I READ with interest the opinion piece written by your columnist Vic Barlow about Kenneth Clarke’s views on the Brexit referendum debate.

Usually Mr Barlow’s singular take on life makes me smile and I fully realise that as a columnist he is obliged to take a personal and particular stance, sometimes for the sake of comic effect.

If I understand it correctly, Kenneth Clarke MP does not like referendums and MPs are not in office to reflect the views of their constituents but to make their own valued judgement on what is best for their constituents.

Mr Barlow doesn’t appear to like Mr Clarke’s stance and has extrapolated that Mr Clarke believes that the public are too stupid to be involved in constitutional matters, which should be left to him.

I take something of a different view. The rules of the game in a Parliamentary democracy are that your MP is your representative, not your delegate. You do not, and cannot, mandate an MP to vote a particular way on a given topic.

If you do not like the way he conducts himself in Parliament, you vote him out at the next election.

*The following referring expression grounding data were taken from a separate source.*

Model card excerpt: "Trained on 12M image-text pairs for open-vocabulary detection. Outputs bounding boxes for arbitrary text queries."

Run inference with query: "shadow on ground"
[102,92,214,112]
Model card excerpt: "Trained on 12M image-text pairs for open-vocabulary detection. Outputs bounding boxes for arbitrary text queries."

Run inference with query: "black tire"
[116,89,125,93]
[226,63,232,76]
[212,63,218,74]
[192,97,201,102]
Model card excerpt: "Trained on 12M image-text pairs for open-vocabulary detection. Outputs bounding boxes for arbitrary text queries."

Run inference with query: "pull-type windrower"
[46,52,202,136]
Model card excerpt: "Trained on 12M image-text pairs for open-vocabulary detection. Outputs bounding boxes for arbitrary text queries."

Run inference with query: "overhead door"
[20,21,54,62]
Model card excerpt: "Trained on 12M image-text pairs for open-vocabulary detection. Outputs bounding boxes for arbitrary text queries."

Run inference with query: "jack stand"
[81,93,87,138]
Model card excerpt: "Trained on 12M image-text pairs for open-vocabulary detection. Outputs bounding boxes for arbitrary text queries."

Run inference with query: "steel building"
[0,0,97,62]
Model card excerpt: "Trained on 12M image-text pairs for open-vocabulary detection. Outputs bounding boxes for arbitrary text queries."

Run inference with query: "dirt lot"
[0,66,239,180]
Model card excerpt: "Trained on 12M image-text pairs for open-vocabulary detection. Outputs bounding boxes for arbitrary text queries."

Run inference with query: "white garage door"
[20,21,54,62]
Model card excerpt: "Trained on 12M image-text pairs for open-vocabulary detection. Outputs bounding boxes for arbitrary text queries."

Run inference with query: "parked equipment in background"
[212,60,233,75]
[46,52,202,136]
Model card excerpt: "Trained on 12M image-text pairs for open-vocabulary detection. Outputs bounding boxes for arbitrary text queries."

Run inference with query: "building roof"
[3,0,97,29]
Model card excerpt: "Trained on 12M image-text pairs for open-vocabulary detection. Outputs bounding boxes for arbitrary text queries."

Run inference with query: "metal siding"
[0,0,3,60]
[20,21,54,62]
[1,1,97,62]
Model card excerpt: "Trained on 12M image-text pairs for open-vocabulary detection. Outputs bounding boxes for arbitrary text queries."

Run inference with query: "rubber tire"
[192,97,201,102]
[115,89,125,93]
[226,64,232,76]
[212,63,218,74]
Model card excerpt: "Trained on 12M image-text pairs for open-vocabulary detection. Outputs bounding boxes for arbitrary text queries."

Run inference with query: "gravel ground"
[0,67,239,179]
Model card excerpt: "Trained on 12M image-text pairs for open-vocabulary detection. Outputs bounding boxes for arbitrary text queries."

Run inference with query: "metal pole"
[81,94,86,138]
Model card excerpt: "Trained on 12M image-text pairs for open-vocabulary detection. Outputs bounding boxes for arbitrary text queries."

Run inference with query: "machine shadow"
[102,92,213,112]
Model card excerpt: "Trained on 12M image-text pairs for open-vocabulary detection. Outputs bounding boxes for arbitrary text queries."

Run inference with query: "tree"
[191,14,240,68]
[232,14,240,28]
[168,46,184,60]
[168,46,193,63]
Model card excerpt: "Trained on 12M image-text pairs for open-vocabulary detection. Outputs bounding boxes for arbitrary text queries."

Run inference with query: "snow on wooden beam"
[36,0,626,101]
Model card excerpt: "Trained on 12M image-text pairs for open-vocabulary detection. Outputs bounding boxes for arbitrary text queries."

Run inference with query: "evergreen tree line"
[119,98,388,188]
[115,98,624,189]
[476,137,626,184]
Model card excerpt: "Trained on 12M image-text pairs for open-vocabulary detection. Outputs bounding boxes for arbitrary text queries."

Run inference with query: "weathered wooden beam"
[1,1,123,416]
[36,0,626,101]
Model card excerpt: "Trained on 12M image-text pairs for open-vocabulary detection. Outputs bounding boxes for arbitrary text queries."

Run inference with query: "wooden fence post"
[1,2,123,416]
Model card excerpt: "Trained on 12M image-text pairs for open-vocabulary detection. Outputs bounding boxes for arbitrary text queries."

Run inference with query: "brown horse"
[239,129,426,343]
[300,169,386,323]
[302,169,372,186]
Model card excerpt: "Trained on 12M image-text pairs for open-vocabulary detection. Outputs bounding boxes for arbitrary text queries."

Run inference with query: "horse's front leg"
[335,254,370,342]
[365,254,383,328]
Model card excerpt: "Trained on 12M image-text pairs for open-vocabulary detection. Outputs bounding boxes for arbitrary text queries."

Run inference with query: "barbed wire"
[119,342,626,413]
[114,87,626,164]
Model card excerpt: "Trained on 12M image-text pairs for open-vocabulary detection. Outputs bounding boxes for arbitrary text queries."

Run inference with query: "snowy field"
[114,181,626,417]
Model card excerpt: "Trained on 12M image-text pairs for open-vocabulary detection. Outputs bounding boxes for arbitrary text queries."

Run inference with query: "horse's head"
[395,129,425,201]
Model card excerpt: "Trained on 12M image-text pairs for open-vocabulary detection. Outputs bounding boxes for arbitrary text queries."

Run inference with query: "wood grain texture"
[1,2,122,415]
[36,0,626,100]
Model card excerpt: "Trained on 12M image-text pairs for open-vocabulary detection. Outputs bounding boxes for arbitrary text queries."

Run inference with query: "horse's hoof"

With regard to referendums, many readers of this newspaper have pointed out that a yes-no answer to a subject as layered and nuanced as our relationship with the EU was never going to bring a satisfactory answer, as has be proven.

I really don’t see how Mr Clarke’s stance in supporting Parliamentary democracy and opposing binary referendums could in any way be construed as the slippery slope towards a one-party state or that politicians’s don’t like democracy.

But we’re all entitled to our opinion, I just don’t happen to agree with Mr Barlow’s.

Paul Gallimore Address supplied Fly anger SO the Fly feels he needs to tell us, yet again, just how angry he is about Brexit.

Well frankly I and most other people, leavers and remainers alike are sick to death of a small but hardcore bunch of angry remainers telling us just how angry they are.

What makes me really angry Fly, is the abuse of your position.

You have the privilege of being given half a page to yourself every week to say what you like with total anonymity and choose to abuse it by ramming your political views down our throats. Who are you and what is so special about you that grants you this privilege?

And to the editor, why do you continue to allow your local newspaper, which should be politically neutral, to be hijacked by this partisan preaching at us from his anonymous pulpit week after week? If you must let him then why aren’t the opposing views given an equal airing?

It’s not good enough to rely on a few readers to redress the balance the following week.

If the Fly thinks he’s angry about Brexit, just think how angry he would be if his side had actually won the referendum and were now being denied their victory by a small but fanatical bunch of militant Brexiteers aided and abetted by lying duplicitous politicians who chose to give us the referendum in the first place, who promised it would be a once in a generation affair, said they would honour the result and have since been re-elected on a manifesto pledge to do just that but have spent the last two years doing everything they can to make implementing the result as difficult as possible.